Combined with the Agency Rank Tracker for monitoring the ranking impact of new backlinks and the SEO site audit for identifying technical issues that could prevent link equity from flowing correctly, Agency Dashboard gives agencies the complete infrastructure to manage backlinks for SEO across every client account without switching between separate tools for each function.
Backlinks Are Still How Authority Is Built
The fundamentals of backlink SEO have not changed even as the search landscape has evolved. Quality outweighs quantity. Relevance outweighs raw domain authority. Editorially earned links outweigh paid or manipulated ones. What has changed is the precision with which Google evaluates these signals and the growing body of data showing that backlinks now influence AI search visibility alongside traditional rankings.
Agencies that build strong, clean backlink profiles for their clients are building an asset that compounds over time: each quality backlink earned makes the next one easier to earn, and the authority accumulated lifts every page on the domain, not just the one the link points to.
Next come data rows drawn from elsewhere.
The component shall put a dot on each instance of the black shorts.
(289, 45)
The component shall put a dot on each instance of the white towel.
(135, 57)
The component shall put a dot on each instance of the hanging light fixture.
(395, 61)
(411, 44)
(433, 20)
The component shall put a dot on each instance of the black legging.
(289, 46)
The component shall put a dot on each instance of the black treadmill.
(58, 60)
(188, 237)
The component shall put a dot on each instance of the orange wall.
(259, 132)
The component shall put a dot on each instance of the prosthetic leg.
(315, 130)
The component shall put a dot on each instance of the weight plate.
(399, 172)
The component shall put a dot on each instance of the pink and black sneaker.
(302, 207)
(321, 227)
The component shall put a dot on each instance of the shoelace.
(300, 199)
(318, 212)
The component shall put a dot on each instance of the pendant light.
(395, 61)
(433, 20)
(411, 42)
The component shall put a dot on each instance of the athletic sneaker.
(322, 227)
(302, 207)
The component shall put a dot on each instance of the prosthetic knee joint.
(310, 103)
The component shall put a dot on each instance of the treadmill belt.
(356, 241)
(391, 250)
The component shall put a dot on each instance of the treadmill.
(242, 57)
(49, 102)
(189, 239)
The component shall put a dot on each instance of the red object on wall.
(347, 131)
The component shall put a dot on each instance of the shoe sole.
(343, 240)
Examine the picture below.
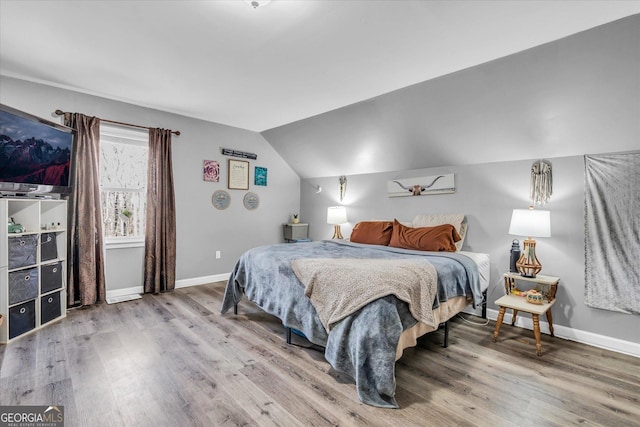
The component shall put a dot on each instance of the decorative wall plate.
(251, 201)
(221, 199)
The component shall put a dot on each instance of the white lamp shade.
(530, 223)
(336, 215)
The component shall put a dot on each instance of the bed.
(366, 340)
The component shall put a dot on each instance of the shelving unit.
(33, 267)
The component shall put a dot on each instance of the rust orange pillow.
(439, 238)
(372, 232)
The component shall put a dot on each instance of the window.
(124, 155)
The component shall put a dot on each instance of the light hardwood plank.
(173, 359)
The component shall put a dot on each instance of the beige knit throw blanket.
(340, 287)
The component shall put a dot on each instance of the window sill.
(123, 242)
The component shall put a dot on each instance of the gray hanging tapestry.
(612, 232)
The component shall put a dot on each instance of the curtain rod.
(177, 132)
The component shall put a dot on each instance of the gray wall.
(487, 194)
(201, 229)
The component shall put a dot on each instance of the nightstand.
(547, 285)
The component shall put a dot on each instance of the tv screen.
(35, 154)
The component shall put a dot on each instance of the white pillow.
(431, 220)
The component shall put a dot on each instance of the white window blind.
(124, 156)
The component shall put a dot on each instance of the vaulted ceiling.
(263, 68)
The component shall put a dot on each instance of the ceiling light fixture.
(256, 3)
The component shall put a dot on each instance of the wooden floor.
(173, 360)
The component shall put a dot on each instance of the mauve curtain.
(86, 264)
(160, 233)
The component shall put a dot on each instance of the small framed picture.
(260, 176)
(238, 175)
(211, 171)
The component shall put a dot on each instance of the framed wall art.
(211, 171)
(238, 175)
(221, 199)
(251, 201)
(260, 176)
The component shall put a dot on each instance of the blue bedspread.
(363, 345)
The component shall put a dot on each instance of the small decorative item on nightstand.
(294, 233)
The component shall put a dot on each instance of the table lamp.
(336, 215)
(530, 223)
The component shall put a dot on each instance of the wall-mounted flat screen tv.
(35, 154)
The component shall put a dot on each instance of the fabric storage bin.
(22, 318)
(22, 251)
(48, 247)
(50, 307)
(50, 277)
(23, 285)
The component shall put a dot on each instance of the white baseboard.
(125, 291)
(185, 283)
(614, 344)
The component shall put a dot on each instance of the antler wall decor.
(437, 184)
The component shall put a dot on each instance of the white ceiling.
(225, 62)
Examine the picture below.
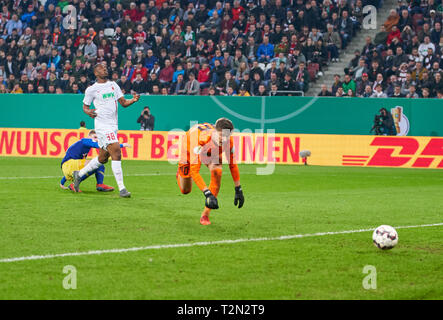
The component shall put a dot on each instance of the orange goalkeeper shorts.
(184, 170)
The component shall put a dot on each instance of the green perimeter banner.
(312, 115)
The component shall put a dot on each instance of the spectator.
(179, 86)
(378, 92)
(349, 84)
(325, 92)
(146, 120)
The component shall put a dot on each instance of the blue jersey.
(79, 150)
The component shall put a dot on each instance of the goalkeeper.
(206, 143)
(75, 159)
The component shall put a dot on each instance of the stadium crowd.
(175, 47)
(404, 60)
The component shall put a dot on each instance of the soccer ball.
(385, 237)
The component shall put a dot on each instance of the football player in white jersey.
(105, 95)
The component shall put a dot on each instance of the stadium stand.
(402, 59)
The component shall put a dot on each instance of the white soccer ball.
(385, 237)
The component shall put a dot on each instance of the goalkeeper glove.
(210, 201)
(239, 198)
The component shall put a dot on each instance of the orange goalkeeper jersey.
(198, 148)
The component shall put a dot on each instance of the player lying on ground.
(75, 159)
(105, 95)
(206, 143)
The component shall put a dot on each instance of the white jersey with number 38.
(104, 96)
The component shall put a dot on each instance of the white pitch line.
(126, 175)
(106, 175)
(206, 243)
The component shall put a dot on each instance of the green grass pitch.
(38, 218)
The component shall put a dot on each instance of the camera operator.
(388, 125)
(377, 127)
(146, 120)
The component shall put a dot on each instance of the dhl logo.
(400, 152)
Frequently Asked Questions
Backlinks are links from external websites pointing to your pages. Search engines treat them as votes of confidence. What are backlinks in practice? They are the primary way search engines measure how much other trusted sites vouch for your content. Pages with more quality backlinks from relevant domains rank higher for competitive keywords in search results.
Backlinks matter because they transfer authority from trusted domains to the pages they link to. Pages at the top of Google have 3.8 times more links than pages ranked second through tenth. A strong backlink profile built from quality backlinks helps pages rank for competitive keywords and lifts new pages across the domain faster.
A good SEO backlink comes from a relevant, authoritative site and is placed editorially within body content. A bad backlink comes from a spammy, unrelated, or low-quality site. Bad backlinks dilute your authority. Use an SEO backlink checker regularly to verify backlinks and identify toxic links that need to be disavowed before they affect your rankings.
Use a website backlink checker or free backlink checker to find backlinks pointing to your domain or specific pages. A backlink check returns referring domains, anchor text, link type, and status. For ongoing monitoring, a backlink tracker alerts you when links are gained or lost so you can act before authority changes affect your keyword rankings.
Backlinks typically begin to influence rankings after approximately 3.1 months, with most link builders reporting noticeable impact within 1 to 6 months. The timeline depends on how quickly Google recrawls the linking page, the authority of the linking domain, and the competitiveness of the target keyword. Use a backlink SEO tracker to monitor ranking changes after new links go live.